Кто-то из сидящих рядом, дернул его за рукав. Он замолчал. Но я уловил взгляд товарища от КГБ. Он внимательно посмотрел на того рабочего.
- Я постоянно задаю себе вопрос, - опять вылез один из товарищей, - Откуда такие берутся? И отвечаю…
- А вы на гранитный фундамент обопритесь, - прервал его, - и у вас пойдет как по маслу.
- Да он же, товарищи, против советской власти и против партии! Он против народа! – воскликнула дама с насекомной фамилией.
- Та-ак, - протянул я, - вот они где, голубчики…Я как посмотрю, что вы тут все и со мной против народа! Значит, мы все тут против народа и его враги. Да вы же все здесь собрались – подпольщики…
Одно понял, что я проиграл. Против такой мощной команды поднялся! Где уж тут выиграть. Проиграл с треском. Народ не пойдет за мной. Но, надо продолжать играть. Наклонился к насекомнофамильной даме и прошептал:
- Вы - антисоветчица. Вы потакаете нарушителю советской власти обманывать советский народ на советской земле в процветающее советское время, в советскую эпоху…
Тот рабочий, что забился в угол, засмеялся:
- Во, дают! Мы, оказывается, все тут враги! Для чего тогда мы здесь собрались?..
Представитель КГБ что-то записал в блокнот. А я ответил:
- Они готовят революцию…
Присутствующие «подпольщики» зашевелились. Начальник повысил голос.
- Хватит бузить. Концерт окончен. Иди домой. То, что ты задумал… кишка тонка… Подумай на досуге на что ты замахнулся и что хотел сделать. Всё с тобой. Иди и успокойся… У тебя же маленький сын… ты о нем подумал? А надо подумать…Всё. Иди…
- Пойду, пойду, а вы тут будете говорить против советской власти? Я знаю. У меня ничего не получилось…Люди не соберутся. Я понимаю этих людей…
- Твое решение? – спросил секретарь. – Когда решил собрать людей?
- В пять вечера…
- Уже четыре… Все зря ты затеял и сам понимаешь, что люди не пойдут… Пойми. У тебя маленький сын…Подумай…
- Иди, иди, - сказал начальник. – Да, и не то время, чтобы устраивать забастовки. Как мне передали, мужик ты неплохой, - он покосился на сотрудника от КГБ. – Поймешь. Мужик ты умный, сообразишь что к чему… Затеял какое-то мальчишество, донкихотство… Но по твоему вопросу подумаем…Иди…
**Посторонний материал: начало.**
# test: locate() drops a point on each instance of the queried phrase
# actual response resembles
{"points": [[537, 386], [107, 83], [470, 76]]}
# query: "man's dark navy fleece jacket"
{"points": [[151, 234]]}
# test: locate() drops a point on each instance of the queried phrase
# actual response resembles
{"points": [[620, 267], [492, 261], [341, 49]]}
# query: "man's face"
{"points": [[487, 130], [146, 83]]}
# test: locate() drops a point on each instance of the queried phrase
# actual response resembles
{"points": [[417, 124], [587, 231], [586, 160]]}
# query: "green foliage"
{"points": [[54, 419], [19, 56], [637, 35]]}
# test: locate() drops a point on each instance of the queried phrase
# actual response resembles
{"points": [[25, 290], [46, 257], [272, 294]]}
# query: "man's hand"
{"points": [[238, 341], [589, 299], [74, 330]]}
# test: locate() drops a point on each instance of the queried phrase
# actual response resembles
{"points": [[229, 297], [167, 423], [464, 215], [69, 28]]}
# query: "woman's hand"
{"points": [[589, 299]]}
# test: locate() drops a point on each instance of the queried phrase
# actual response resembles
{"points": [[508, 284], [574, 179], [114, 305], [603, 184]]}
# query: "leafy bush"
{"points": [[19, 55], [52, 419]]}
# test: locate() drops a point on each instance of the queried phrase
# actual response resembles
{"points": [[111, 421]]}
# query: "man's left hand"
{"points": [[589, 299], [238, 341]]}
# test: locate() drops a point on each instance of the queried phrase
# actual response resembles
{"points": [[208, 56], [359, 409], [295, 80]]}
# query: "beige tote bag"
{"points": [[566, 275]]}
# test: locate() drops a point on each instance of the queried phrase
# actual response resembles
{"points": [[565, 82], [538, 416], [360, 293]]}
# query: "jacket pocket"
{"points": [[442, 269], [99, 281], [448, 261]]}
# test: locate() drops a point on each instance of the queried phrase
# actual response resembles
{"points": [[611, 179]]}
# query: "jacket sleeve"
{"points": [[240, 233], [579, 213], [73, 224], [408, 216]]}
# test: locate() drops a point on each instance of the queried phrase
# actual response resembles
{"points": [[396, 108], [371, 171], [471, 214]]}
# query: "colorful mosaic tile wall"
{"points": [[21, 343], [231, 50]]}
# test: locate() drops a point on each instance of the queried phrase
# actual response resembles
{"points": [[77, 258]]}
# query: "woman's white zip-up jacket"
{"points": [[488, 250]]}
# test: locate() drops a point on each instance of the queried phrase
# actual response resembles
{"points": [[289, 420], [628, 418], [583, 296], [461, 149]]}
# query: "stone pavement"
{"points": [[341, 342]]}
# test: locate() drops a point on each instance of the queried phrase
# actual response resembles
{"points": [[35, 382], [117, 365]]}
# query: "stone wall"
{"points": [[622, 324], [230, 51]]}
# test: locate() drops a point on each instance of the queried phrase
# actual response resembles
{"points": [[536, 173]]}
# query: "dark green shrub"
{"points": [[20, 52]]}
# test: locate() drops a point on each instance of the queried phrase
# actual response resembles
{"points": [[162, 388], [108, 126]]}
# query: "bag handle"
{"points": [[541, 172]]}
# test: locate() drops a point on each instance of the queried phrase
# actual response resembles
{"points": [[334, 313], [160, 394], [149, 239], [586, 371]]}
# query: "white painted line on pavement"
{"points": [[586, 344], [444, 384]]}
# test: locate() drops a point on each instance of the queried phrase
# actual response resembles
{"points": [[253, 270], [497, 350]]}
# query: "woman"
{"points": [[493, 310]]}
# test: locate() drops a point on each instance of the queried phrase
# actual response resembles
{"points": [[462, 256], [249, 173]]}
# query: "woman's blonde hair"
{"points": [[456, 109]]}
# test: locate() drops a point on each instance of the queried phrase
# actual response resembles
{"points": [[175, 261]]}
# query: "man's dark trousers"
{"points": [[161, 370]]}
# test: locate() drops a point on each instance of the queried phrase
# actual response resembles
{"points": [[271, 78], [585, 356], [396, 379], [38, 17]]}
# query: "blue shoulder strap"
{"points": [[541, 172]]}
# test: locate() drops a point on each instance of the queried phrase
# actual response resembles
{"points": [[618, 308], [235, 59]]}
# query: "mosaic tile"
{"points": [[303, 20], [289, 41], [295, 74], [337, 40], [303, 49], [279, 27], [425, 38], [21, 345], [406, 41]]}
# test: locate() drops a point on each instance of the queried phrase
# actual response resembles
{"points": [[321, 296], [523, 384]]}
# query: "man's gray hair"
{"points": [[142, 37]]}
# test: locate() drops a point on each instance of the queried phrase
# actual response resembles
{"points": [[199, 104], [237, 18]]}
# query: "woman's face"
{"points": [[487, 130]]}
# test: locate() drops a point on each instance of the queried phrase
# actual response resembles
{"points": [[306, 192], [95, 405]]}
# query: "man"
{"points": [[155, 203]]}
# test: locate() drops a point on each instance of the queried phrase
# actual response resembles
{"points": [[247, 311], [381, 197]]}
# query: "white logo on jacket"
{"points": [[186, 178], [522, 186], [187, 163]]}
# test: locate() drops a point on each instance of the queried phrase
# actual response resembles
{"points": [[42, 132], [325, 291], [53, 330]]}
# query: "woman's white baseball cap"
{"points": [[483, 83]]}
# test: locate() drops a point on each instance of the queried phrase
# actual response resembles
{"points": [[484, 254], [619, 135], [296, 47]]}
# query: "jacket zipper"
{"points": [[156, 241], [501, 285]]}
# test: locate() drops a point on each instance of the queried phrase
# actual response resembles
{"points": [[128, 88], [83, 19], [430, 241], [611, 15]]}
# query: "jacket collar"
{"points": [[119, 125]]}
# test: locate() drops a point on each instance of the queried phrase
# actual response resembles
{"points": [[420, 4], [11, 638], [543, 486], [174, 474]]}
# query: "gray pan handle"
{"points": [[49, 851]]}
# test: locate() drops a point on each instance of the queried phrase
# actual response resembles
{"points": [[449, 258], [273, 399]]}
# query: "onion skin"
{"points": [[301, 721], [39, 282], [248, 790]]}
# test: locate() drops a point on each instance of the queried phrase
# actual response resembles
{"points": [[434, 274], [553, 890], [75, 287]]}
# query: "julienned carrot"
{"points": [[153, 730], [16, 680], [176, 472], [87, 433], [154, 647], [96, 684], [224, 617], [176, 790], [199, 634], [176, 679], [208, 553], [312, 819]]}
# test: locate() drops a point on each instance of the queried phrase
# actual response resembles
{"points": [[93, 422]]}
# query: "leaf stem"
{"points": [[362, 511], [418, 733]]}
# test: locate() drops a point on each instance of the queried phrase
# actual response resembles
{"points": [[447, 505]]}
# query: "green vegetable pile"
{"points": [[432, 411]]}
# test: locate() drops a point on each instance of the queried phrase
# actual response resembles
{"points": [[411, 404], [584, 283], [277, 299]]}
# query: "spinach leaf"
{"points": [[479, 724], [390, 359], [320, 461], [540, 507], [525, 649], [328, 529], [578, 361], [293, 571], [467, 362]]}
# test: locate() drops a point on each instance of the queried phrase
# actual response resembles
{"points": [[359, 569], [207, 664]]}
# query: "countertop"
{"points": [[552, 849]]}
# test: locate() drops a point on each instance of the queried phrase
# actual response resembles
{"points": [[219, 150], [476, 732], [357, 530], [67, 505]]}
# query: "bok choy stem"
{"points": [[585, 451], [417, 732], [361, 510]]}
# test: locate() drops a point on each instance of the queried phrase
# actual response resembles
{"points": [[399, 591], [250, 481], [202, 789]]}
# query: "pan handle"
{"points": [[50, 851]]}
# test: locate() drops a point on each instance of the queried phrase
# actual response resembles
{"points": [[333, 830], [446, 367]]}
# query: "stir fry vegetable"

Что теперь делать? На несостоявшийся митинг пришло несколько человек. Народ не собрался. Мне больше не было желания собирать людей на какие-то митинги. Навалилась усталость. Что дал мне этот митинг? А ничего. Одни неприятности. Мне не нужна квартира. Для нас с Женькой было достаточно двухкомнатной. Я хотел помочь людям. И эти люди меня не поддержали. Назвали меня дураком. А двое из них даже хотели избить меня. И потом, всегда, когда заходил в мастерскую, подсмеивались надо мной те, которым хотел помочь. Но при этом преданно смотрели на своих начальников.
И это был ещё один факт. И я его не придумал.
Если бы в тот момент был у меня начальником Толстолобенко, то меня бы упекли куда-нибудь. А в то время был начальником Воронов. Он схватил мою руку и крепко пожал.
- Ты – молодчага. Хотя я предвидел, что ты дохлое дело затеял. Время ещё такое не пришло… Я уважаю… Вместо меня придет Толстолобенко… Этого бойся…На тебя в особом месте зуб имеют… Учти… Ты опять многим насолил. Вот это несостоявшееся сборище для твоей защиты рабочих, подхалимов ещё аукнется. Но, пока я здесь – никому не дам тебя в обиду. Всегда отстою…Ходил за тебя бороться…
Мне и на хороших людей везло. Если бы они не повстречались мне в жизни? Не знаю, что было бы со мной. Да и вообще, в самый решающий момент в моей жизни, приходило хоть какое-то спасение. Другой раз казалось, ну всё, пришел конец…Теперь уже не выкрутиться, ан нет, возьмет и повезет…Пронесло! И разные испытания так и сыпались на мою голову. И неизвестно откуда приходило спасение. Но тот, кто следил и оберегал меня, не расхолаживал, не лелеял, а испытания давал на всю катушку…
Так вот, когда я разговаривал с Толстолобенко, то я ему выдал план. Он вызвал меня в кабинет.
- У меня есть идея. Мы выпускаем стенгазету один раз в месяц. По праздникам. Мало. Скоро день освобождения африканских народов. Думаю в газете отметить. Два раза. А день мелиоратора?..
- Это хорошо ты придумал…А вот эти афри…мелиораторы зачем?-
- Но, мы ведь водой занимаемся. Разве можно пропустить свободу Сейшельских островов?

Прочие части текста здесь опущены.